HI JL, I know how hard this is believe me.The house thing depends on how important it is to you to keep what is the family home.If you sell you need a guarantee from what it sounds like, that H will be with you in buying a joint new home.If he is dodging this.. undecided or unwilling to talk on it ,it sounds chancey to me. There is no way you can force him to come in with you on your choice of home I fear. I know I am hanging on in here in the family home though it is far too big. But I do feel safe here.My H is determined for his own unknown reasons that I stay here as long as I want.. for good if I want. I am doing this and in part wonder if he has still a subconscious wish for me to be here in case he returns. I know one or two posters have agreed to sale of home and regretted it as it seemed to distance them more. Others found it helped them move on. I think you have a good chance of H coming back eventually.. He may be undecided but he is circling and landing at times.. There is no OW to distract and excite him.A matter of time and your patience holding out.. that is the hardest bit. You cannot think clearly if you have no control over things. You need to work out what is your best and safe option.
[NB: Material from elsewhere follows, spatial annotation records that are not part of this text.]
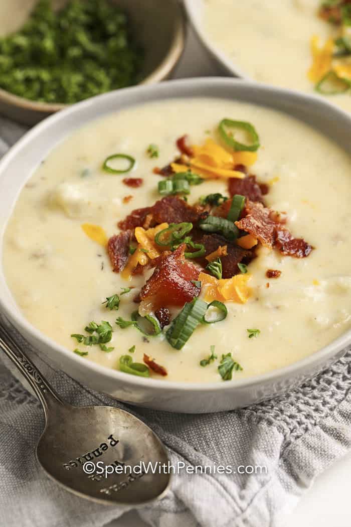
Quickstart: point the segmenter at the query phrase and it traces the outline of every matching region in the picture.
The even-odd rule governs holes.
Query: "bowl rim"
[[[152,94],[153,92],[157,92],[158,100],[164,100],[186,97],[186,95],[182,93],[183,89],[184,92],[186,92],[187,89],[191,90],[196,89],[196,93],[199,93],[200,96],[201,96],[202,89],[207,88],[210,90],[226,86],[235,86],[237,89],[241,89],[241,91],[244,94],[247,89],[256,92],[270,92],[275,95],[275,100],[277,100],[279,97],[283,96],[287,98],[288,100],[291,99],[293,99],[296,104],[299,103],[303,104],[304,105],[312,105],[316,109],[318,108],[319,106],[321,111],[328,109],[330,112],[335,114],[336,118],[338,116],[339,119],[343,119],[348,121],[351,129],[351,115],[348,112],[335,106],[332,103],[325,101],[314,94],[306,94],[297,90],[288,90],[268,84],[258,84],[250,81],[230,77],[204,77],[180,79],[169,81],[157,85],[132,86],[109,92],[89,99],[86,99],[75,104],[71,105],[65,109],[53,114],[27,132],[3,156],[0,160],[0,179],[2,177],[2,173],[6,170],[7,165],[13,162],[16,156],[20,154],[21,150],[23,147],[26,146],[28,143],[30,144],[32,139],[38,136],[40,136],[42,134],[45,133],[47,129],[50,129],[53,126],[57,126],[61,121],[66,119],[69,120],[72,116],[74,116],[75,114],[77,114],[78,116],[81,113],[84,114],[85,110],[90,109],[94,103],[98,105],[99,103],[103,103],[106,101],[109,102],[109,100],[111,100],[112,106],[113,108],[114,103],[115,104],[116,98],[127,96],[128,94],[134,92],[134,93],[137,93],[138,96],[137,103],[133,102],[129,105],[126,105],[126,107],[128,106],[132,107],[138,104],[147,103],[151,100],[154,100],[152,97],[148,96],[150,93]],[[173,93],[174,89],[178,89],[180,93],[174,94]],[[257,101],[257,103],[259,104],[258,101]],[[115,111],[116,111],[115,109]],[[99,116],[97,116],[95,119],[98,119],[101,116],[102,116],[102,114]],[[92,121],[94,119],[91,120]],[[75,130],[79,128],[79,120],[78,119],[77,125],[74,127]],[[80,125],[82,125],[81,124]],[[67,134],[67,136],[69,134]],[[51,148],[51,151],[52,151],[55,145]],[[18,192],[23,188],[23,186],[26,180],[25,179],[24,180],[22,186],[18,189]],[[17,192],[17,197],[18,195]],[[16,200],[11,203],[12,207],[13,206]],[[8,219],[9,217],[7,217],[2,231],[0,232],[0,246],[2,246],[4,234],[6,230],[6,226]],[[10,296],[12,297],[11,291],[5,279],[2,260],[0,261],[0,275],[2,275],[5,287]],[[345,331],[327,346],[300,360],[293,363],[283,368],[272,370],[265,374],[239,380],[233,379],[232,381],[225,383],[220,383],[218,381],[209,383],[165,381],[152,378],[146,379],[133,375],[128,375],[127,378],[126,378],[127,374],[119,370],[113,369],[101,366],[93,361],[82,361],[81,357],[73,353],[72,351],[64,346],[58,344],[53,339],[46,336],[33,326],[22,315],[15,301],[14,304],[15,305],[13,307],[9,305],[9,302],[4,301],[3,296],[0,295],[0,314],[3,313],[13,323],[15,327],[22,335],[25,337],[27,335],[31,335],[34,340],[40,341],[45,347],[49,348],[51,352],[56,354],[58,357],[59,357],[60,355],[63,355],[68,362],[73,362],[75,363],[76,366],[78,368],[82,367],[83,370],[84,368],[87,368],[91,373],[96,373],[103,377],[108,377],[109,380],[114,380],[116,383],[119,381],[122,383],[124,382],[125,384],[126,382],[127,382],[128,385],[132,387],[135,386],[138,387],[147,387],[155,389],[162,388],[166,392],[177,391],[197,393],[198,392],[215,392],[227,390],[238,390],[240,388],[250,388],[268,382],[271,382],[273,383],[273,382],[286,378],[287,376],[296,376],[298,374],[302,376],[306,369],[316,366],[318,364],[323,363],[323,365],[326,365],[326,363],[328,359],[332,359],[343,349],[345,349],[346,352],[347,347],[351,345],[351,329],[350,329]]]
[[[173,71],[178,63],[184,51],[185,46],[185,38],[186,34],[186,17],[184,9],[177,0],[168,0],[173,2],[176,12],[176,17],[174,19],[174,34],[173,38],[168,49],[168,52],[157,66],[145,77],[140,82],[134,86],[128,87],[134,87],[137,86],[142,86],[144,84],[156,84],[166,79]],[[120,88],[119,89],[125,89]],[[112,90],[115,91],[116,90]],[[107,92],[109,93],[109,92]],[[103,95],[103,94],[101,94]],[[98,96],[96,95],[96,96]],[[91,99],[92,97],[90,97]],[[81,102],[82,101],[79,101]],[[25,97],[20,97],[11,92],[0,87],[0,102],[16,107],[22,110],[31,110],[33,112],[40,112],[46,113],[48,115],[55,112],[64,110],[73,104],[64,104],[62,103],[45,103],[33,101],[26,99]],[[76,103],[75,104],[77,104]]]
[[[252,77],[248,75],[244,70],[242,70],[239,66],[230,61],[225,53],[217,47],[206,35],[206,32],[202,27],[198,17],[194,14],[195,11],[197,8],[197,6],[199,6],[200,8],[202,8],[204,0],[184,0],[184,7],[192,27],[193,28],[202,45],[209,52],[212,56],[217,62],[220,63],[222,66],[224,66],[227,72],[231,75],[233,75],[235,77],[239,77],[240,79],[244,79],[247,81],[254,81],[254,79]],[[257,81],[255,82],[257,82]]]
If you sell home you could be homeless eventually ,unless you both agree clearly on what will happen and where you both will live,and can work well together on this.
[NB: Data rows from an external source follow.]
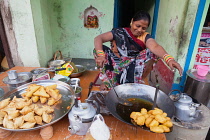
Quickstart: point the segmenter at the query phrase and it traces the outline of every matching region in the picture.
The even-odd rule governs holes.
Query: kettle
[[[97,109],[94,108],[94,106]],[[75,105],[68,114],[70,126],[68,130],[71,134],[85,135],[96,114],[99,114],[100,107],[95,100],[86,100],[81,103],[79,98],[75,99]]]
[[[172,92],[178,91],[176,94]],[[198,118],[201,110],[197,108],[200,104],[193,102],[193,99],[186,93],[181,93],[179,90],[172,90],[169,97],[174,101],[175,117],[180,121],[190,122]]]

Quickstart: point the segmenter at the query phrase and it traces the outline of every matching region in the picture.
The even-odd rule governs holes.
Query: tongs
[[[105,75],[106,75],[106,73],[105,73]],[[109,79],[109,77],[108,77],[107,75],[106,75],[106,77],[107,77],[107,79],[108,79],[108,81],[109,81],[109,84],[111,85],[111,87],[112,87],[112,89],[113,89],[115,95],[117,96],[118,103],[120,103],[120,104],[122,104],[122,105],[124,105],[124,106],[132,106],[133,103],[131,103],[130,101],[128,101],[128,100],[126,100],[126,99],[122,99],[122,98],[120,98],[120,97],[118,96],[116,90],[114,89],[114,86],[113,86],[112,83],[111,83],[111,80]]]

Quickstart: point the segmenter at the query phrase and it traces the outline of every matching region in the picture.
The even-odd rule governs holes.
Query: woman
[[[104,83],[101,90],[110,89],[110,82],[114,86],[142,83],[146,63],[157,57],[182,75],[181,66],[146,32],[149,24],[150,15],[139,11],[132,18],[130,28],[115,28],[95,37],[94,56],[96,64],[102,68],[99,78]],[[108,41],[111,41],[111,49],[103,45]]]

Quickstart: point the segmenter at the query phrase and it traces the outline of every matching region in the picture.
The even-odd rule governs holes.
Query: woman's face
[[[138,20],[138,21],[132,21],[131,22],[131,32],[132,34],[137,37],[142,35],[147,27],[148,27],[149,22],[147,20]]]

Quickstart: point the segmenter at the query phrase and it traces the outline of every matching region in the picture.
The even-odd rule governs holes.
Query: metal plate
[[[27,83],[25,85],[19,86],[18,88],[6,93],[3,97],[0,98],[0,101],[9,97],[13,98],[14,96],[20,98],[21,94],[25,92],[25,90],[30,84],[38,84],[42,86],[49,86],[49,85],[57,84],[57,89],[60,91],[60,94],[62,94],[62,98],[61,98],[61,102],[59,102],[58,104],[54,106],[51,106],[54,108],[52,121],[50,123],[43,123],[43,125],[36,124],[35,127],[30,128],[30,129],[7,129],[7,128],[4,128],[3,126],[0,126],[0,129],[5,129],[9,131],[29,131],[29,130],[40,129],[48,125],[52,125],[53,123],[62,119],[70,111],[71,107],[74,104],[75,93],[72,87],[64,82],[53,81],[53,80],[40,80],[40,81],[35,81],[35,82],[31,82],[31,83]]]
.I would myself not sell till the legal position re finance is settled.You could buy another place and find as you say you cannot afford it,what happens then if he does not co-operate,or has met someone else? Sorry to be black but your home is your security.. your base, so don't lose out on it,risk loss and ending in a poorer situation.
Detaching comes from having lots to help you distract yourself, I find.. so anything you can do.. especially friends, activities..helps. I joined a walking group which has been great! I try to keep active when low.. walking does raise my mood.
I send back bad feelings I am suffering to WAH.. visualising them as funny objects.. like bags of tears.. or anvils.. and send them in my mind crashing back to WAH! It does get rid of the worst.The more control the better I find.